Cable Modem Tax Proposed by FCC
TheSync writes "News.Com has an article by Declan McCullagh that says the FCC is considering a new tax of up to 9.1% on the revenue of cable modem providers. This is an expansion of the existing universal service fund, which currently does not apply to cable services. The USF could even be expanded to wireless IP and VOIP providers as well, expanding the fund to over $13 billion."
While you guys gripe about cable internet costing you ~$40, I'm still paying around $70 for my DSL (I count the phone line I have to buy and never use here).
I like this part of the article:
"One important point to note: If the FCC goes ahead with its proposal and cable users end up paying more in taxes, DSL users will end up paying less. Because more people will be contributing to the same $6 billion fund, under FCC procedures, each person's contribution gets reduced. So, while DSL taxes currently are 9.1 percent, that rate could fall substantially."
Can someone tell me what a FCC telephone usage tax has to do with rural health care? How does the FCC have any authorization to do that?
-molo
Using your sig line to advertise for friends is lame.
Well, I can't really say that this surprises me and as much as it may suck that my cable bill would go up, at least the money is going to some somewhat good causes.
Actually not.
My company serves rural midwestern markets (largest town is 8,000) exclusively.
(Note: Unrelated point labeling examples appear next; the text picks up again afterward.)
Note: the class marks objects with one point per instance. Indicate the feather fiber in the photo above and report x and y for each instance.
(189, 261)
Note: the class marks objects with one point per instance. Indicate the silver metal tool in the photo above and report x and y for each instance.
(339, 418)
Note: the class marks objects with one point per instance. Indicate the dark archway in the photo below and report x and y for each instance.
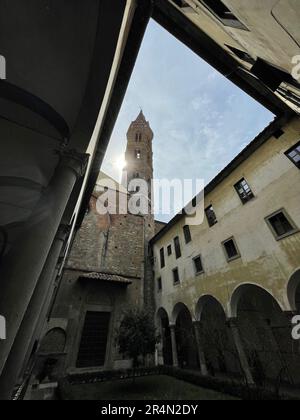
(185, 338)
(165, 333)
(293, 291)
(218, 345)
(266, 332)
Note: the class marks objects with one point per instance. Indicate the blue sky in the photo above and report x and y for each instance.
(201, 121)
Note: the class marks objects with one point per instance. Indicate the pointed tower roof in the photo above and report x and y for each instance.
(141, 124)
(141, 117)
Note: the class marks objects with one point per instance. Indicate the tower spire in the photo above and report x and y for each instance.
(139, 156)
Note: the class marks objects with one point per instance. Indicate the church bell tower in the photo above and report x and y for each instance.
(139, 165)
(139, 155)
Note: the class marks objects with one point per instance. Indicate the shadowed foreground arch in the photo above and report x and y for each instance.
(266, 333)
(293, 291)
(185, 337)
(162, 321)
(218, 345)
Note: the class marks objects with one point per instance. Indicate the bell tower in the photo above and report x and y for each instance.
(139, 155)
(139, 159)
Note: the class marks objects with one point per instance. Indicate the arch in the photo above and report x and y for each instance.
(241, 290)
(217, 340)
(293, 291)
(161, 313)
(176, 311)
(185, 337)
(165, 355)
(53, 342)
(202, 304)
(266, 335)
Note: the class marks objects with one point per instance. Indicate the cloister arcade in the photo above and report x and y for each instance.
(250, 339)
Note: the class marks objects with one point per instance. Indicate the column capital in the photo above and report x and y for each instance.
(63, 232)
(74, 160)
(232, 322)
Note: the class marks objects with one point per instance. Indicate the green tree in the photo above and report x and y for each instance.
(136, 336)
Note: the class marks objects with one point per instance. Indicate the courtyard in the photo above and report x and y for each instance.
(151, 388)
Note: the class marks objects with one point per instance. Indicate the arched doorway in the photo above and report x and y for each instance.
(293, 291)
(165, 334)
(185, 338)
(218, 345)
(266, 333)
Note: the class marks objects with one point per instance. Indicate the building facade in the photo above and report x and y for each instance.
(108, 271)
(226, 290)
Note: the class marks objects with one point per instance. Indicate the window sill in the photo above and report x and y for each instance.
(229, 260)
(286, 235)
(200, 273)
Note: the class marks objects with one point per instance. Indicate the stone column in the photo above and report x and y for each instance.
(23, 265)
(201, 355)
(37, 308)
(241, 351)
(174, 345)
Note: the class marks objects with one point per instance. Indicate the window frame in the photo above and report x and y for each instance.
(207, 218)
(187, 234)
(288, 218)
(198, 273)
(236, 187)
(176, 270)
(232, 22)
(236, 257)
(291, 149)
(177, 247)
(159, 284)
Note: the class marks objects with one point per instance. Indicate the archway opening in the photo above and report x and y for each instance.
(218, 345)
(165, 335)
(293, 291)
(185, 339)
(266, 332)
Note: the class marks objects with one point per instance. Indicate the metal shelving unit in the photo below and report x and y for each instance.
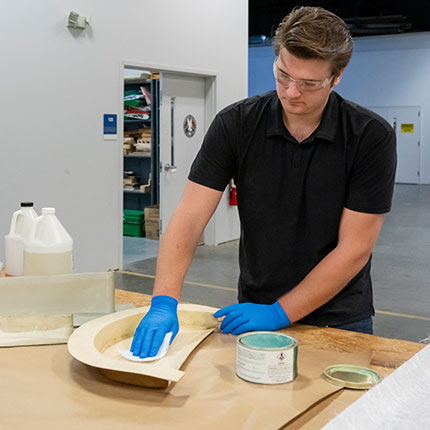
(142, 165)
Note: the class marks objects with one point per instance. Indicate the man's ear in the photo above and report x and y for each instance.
(337, 79)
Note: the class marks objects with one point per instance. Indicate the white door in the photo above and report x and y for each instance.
(406, 123)
(182, 128)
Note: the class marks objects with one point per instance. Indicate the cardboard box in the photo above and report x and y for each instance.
(152, 222)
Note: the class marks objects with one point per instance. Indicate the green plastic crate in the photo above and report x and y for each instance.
(134, 223)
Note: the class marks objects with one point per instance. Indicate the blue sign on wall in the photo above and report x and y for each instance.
(110, 126)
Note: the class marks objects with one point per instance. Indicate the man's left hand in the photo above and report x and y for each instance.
(245, 317)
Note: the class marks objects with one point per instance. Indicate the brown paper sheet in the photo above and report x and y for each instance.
(45, 388)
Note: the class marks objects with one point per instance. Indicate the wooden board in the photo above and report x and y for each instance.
(95, 344)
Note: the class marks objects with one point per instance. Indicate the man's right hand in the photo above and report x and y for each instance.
(161, 319)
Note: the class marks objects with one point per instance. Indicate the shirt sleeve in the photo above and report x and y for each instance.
(371, 180)
(214, 164)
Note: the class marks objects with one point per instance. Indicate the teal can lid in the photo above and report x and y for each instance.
(349, 376)
(267, 340)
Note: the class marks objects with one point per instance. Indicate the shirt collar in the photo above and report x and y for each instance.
(326, 130)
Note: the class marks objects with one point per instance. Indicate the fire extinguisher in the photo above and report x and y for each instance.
(233, 194)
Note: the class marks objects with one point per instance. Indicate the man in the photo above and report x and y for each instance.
(314, 176)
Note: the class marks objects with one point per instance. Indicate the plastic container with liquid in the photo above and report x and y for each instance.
(20, 229)
(49, 250)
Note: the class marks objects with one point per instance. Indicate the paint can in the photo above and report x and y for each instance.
(266, 357)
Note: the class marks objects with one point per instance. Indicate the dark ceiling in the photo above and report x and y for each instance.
(364, 17)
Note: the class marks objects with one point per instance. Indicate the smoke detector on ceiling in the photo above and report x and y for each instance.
(78, 21)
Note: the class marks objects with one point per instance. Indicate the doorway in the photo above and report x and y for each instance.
(182, 107)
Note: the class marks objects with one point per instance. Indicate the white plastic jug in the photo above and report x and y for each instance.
(49, 249)
(20, 228)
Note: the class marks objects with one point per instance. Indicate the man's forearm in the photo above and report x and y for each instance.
(322, 283)
(357, 236)
(181, 237)
(176, 253)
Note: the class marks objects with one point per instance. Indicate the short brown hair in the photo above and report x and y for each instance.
(315, 33)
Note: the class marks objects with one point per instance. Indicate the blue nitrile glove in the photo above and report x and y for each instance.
(245, 317)
(161, 319)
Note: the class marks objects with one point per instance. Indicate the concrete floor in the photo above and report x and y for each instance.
(400, 269)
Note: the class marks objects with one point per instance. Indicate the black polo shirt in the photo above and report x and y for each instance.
(291, 195)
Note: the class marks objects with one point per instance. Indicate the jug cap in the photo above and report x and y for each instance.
(48, 211)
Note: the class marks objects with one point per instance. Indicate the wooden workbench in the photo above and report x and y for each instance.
(386, 355)
(45, 388)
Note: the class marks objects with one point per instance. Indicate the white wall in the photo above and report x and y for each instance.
(55, 86)
(393, 71)
(384, 71)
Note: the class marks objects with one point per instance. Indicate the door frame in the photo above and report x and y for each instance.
(210, 77)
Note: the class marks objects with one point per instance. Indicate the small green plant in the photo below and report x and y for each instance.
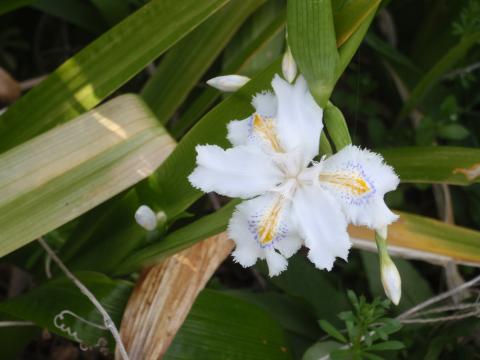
(367, 329)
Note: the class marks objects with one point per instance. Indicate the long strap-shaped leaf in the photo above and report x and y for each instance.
(86, 79)
(67, 171)
(413, 236)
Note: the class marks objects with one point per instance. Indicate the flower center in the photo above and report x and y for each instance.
(265, 129)
(268, 227)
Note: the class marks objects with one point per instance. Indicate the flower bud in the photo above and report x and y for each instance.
(391, 281)
(146, 218)
(228, 83)
(289, 66)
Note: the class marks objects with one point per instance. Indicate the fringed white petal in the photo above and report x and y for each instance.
(242, 171)
(322, 224)
(240, 131)
(359, 180)
(262, 229)
(299, 118)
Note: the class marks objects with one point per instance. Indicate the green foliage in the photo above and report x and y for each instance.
(411, 91)
(220, 326)
(367, 329)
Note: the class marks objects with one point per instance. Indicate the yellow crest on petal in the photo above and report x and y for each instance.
(265, 129)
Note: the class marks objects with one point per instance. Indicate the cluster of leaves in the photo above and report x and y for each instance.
(368, 329)
(414, 84)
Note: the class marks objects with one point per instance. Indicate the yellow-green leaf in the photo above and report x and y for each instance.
(67, 171)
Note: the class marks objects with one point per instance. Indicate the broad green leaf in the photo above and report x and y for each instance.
(239, 63)
(351, 45)
(102, 67)
(435, 164)
(183, 66)
(220, 326)
(350, 16)
(320, 350)
(175, 192)
(58, 305)
(204, 101)
(454, 55)
(178, 240)
(77, 12)
(453, 132)
(415, 288)
(67, 171)
(311, 36)
(332, 331)
(253, 28)
(112, 11)
(319, 291)
(336, 126)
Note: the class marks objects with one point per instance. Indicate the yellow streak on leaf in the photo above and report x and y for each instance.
(471, 173)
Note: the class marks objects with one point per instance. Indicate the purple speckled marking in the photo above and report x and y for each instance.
(346, 195)
(280, 233)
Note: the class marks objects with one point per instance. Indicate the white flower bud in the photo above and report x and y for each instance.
(289, 66)
(228, 83)
(146, 218)
(383, 232)
(391, 281)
We receive no federal subsidy (why? we're not a incumbant local telco, or rural utility service, which most of the rules are structured to and were designed to keep younger companies absent subsidy). We do serve 1/6th of one state and should cover 1/3 in the next year. We're privately funded, profitable, and provide a service that nobody else can match in our markets (for a good price).
While the incumbant aka lethargic independent telcos and Qwest ignore these markets, we're there providing this important service. Their product? 128 Kbps DSL, fed by a single T1 for an entire community resulting in un-broadband (sub-200 Kbps). Ours is SLA'ed, 256 to 6 Mbps customer links standard in the product line. Private backbone, and 100 Mbps upstream. As usual, this private business has had the incentive to provide a better product at a lower price than the "fat, dumb and happy" incumbants. And no, we don't have a $5 million vacation house in Vail or a Gulfstream as part of our expense structure.
So what does the FCC propose? Tax us and our customers to put money in the pockets of the RBOCs and ILECs. To buy more Gulfstreams and vacation homes for the FDH. Oh, and to ensure greater political contributions from the incumbants (the real story here).
Just like a chapter out of Atlas Shrugged...
*scoove*
False.
Cable costs is really nothing. Maintaining and setting up the cable is a different matter. Truck roll and equipment costs suck. You're talking pole installation, running the wires. The increase in boosters/repeaters/gain equipment.
Hell, the health care and retirement benefits that the company gives to the employees that string up the wire is likely to cost more than the wire itself, esp. in relation to years in use. This is one of the reasons why electrical companies moved to automatic meter reading--they spent millions doing the transition, but will save millions from all the people they laid off since they don't have to worry about their pension plans.
People time costs lotsa dough.
Because of network effects. When you add a customer (either urban or rural) to the telephone network, the network becomes that much more functional for all customers, both urban and rural.
Did you ever consider that the investment needed to get phone service to "the rest of us" urban dwellers would never have been made (would never have made sense) without the promise of Universal Phone Service to make it also useful for rural dwellers.
It took the better part of century to convince businesses that enough people would have a telephone that it makes sense to have your business directly accessible by phone. How long did it take for everybody and his brother to have a web site? Seems to me like nobody had heard about the Internet prior to 1993, and everybody was on the web by 1998. Network effects.
The thing about things we don't know is we often don't know we don't know them.
Now, what was that you were about to say?
Only this. Taxation without representation. These taxes are not approved by Congress. They are determined and levied under the sole authority of the FCC. That is why they are referred to as a "stealth tax".
Furthermore, as I managed the implementation project for a major municipality's E-rate project, I can tell you that the 55% in question breaks down as follows:
All this was done "for the children". Within months of implementation, the system collapsed because of the lack of a maintenance staff. The function of the project was immaterial. Once paid for, it had accomplished what the politicians wanted it to do.
E-rate, like all gubmint programs I've ever known anything about, is a social edifice whose purpose it is to make money disappear into political payola and dirty back room deals. Yet another example of how it isn't the type of government that gets you, but its size.
To a certain extent, yes.
If your parents chose to invest your college fund in a dot-com and lost it all, you are penalized. If your parents chose to live a life of crime, you might have to grow up in a foster home with your chances in life somewhat stacked against you. If your parents chose to use contraceptives, you wouldn't be alive to start with.
I don't think it's possible to have every kid start off on the same footing, short of some truly draconian (and likely ill-fated) governmental meddling. Moving to a rural area is not nearly the only way parents can screw up their children's chances in life, in any case.